I am currently trying to find the roots of this function below.
$$ f_s(c,s,\alpha,\rho, \gamma, us) =(\alpha s^{\rho-1} ((1-\alpha)c^\rho + \alpha s^\rho)^{((1-\gamma)/\rho) – 1}) – us $$
, where us is one whole variable.
I want to find the roots of this function, given fixed values of s,alpha,rho,gamma and us. The issue is, I have typed this function into wolfram trying different fixed values, but the result is always that it yields no roots.
s = 40, alpha = 0.5, rho = 0.5, gamma = 2, us = 3
s = 20, alpha = 0.2, rho = 0.5, gamma = 2, us = 2
Is there something I'm missing or does this equation truly have no roots? I've attached some more images below that might be of help, thanks a lot!
Wolfram Alpha Giving the Origin of that function above, and us is just a new variable I made up to subtract from it.
EDIT 1 : Thank you for all your suggestions; I have tried graphing it, and for sure there are no roots. This is supposed to work with either of the fixed values I chose, so I would conclude that this function really has no roots and I was down the wrong track. If anyone else has any insights, that would be great but if not, thanks for your help everyone and I'll close this thread.
Best Answer
Let's rename $us$ to $u$, since it's more common to work with single-character variable names in math (and it makes it easier to read). The equation is $$\alpha s^{\rho-1}\big[(1-\alpha)c^\rho+\alpha s^\rho\big]^{\frac{1-\gamma}\rho-1}=u.$$ Now, for every quintuple $(\alpha,s,c,\rho,\gamma)$, there is (exactly) one value of $u$ for which the equation is satisfied. This means that, for at least some values of $(\alpha,s,\rho,\gamma,u)$, there is some value $c$ that satisfies the equation: pick some real $c_0$ and some parameters $(\alpha,s,\rho,\gamma)$, set $$u_0=\alpha s^{\rho-1}\big[(1-\alpha)c_0^\rho+\alpha s^\rho\big]^{\frac{1-\gamma}\rho-1},$$ and then $c=c_0$ will be a root of the equation with parameters $(\alpha,s,\rho,\gamma,u_0)$.

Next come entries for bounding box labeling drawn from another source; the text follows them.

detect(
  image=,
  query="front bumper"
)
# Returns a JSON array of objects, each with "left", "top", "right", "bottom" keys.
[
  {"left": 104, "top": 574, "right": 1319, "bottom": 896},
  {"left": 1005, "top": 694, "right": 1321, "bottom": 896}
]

This may not be that satisfying, since it doesn't tell you much about when a solution might exist. Let's try to solve the system. We can first divide by $(\alpha s^{\rho-1})$ to get $$\big[(1-\alpha)c^\rho+\alpha s^\rho\big]^{\frac{1-\gamma}\rho-1}=\frac{u}{\alpha s^{\rho-1}}.$$ Now, we can take each side to the power of $\frac{1-\gamma-\rho}{\rho}$ to get $$(1-\alpha)c^\rho+\alpha s^\rho = \left(\frac{u}{\alpha s^{\rho-1}}\right)^{\frac{1-\gamma-\rho}\rho}.$$ This gives $$c^\rho=\frac1{1-\alpha}\left(\frac{u}{\alpha s^{\rho-1}}\right)^{\frac{1-\gamma-\rho}\rho}-s^\rho\frac{\alpha}{1-\alpha}.$$ So, depending on your value of $\rho$, this might be solvable (if $\rho$ is an odd integer, there is a root somewhere, while otherwise you probably want the right side to be positive). In general, though, if $$\left(\frac{u}{\alpha s^{\rho-1}}\right)^{\frac{1-\gamma-\rho}\rho}\geq \alpha s^\rho,$$ then there is a (positive real) solution for $c$.
Edit (to explain the remark on how the solvability depends on $\rho$): Say $\rho$ is some arbitrary real number. Where is $c^\rho$ defined? A priori, it's hard to say how to define exponentation exactly -- it's easy when $\rho$ is an integer and we can just multiply $c$ together a bunch of times, but harder for arbitrary $\rho$. It turns out (and Desmos, for example, will give you a graph of this) that you can define $c^\rho$ for any real $\rho$, as long as $c$ is positive (for an example of why this constraint is reasonable, think about $(-1)^{1/2}$; it turns out we can define exponentiation $x^y$ for all reals, but we lose some nice properties, like the fact that $x^y$ is a real number). These values are always positive, so there is only a solution to $c^\rho=x$ in $c$ for arbitrary $\rho$ when $x$ is positive.
If we're in the special case where $\rho$ is an integer, then we can define $c^\rho$ for all real $c$, and then try to solve for $c$. If $\rho$ is even, $c^\rho\geq 0$ for all $c$, and so we can't solve $c^\rho=x$ for negative $x$. However, if $\rho$ is odd, we can!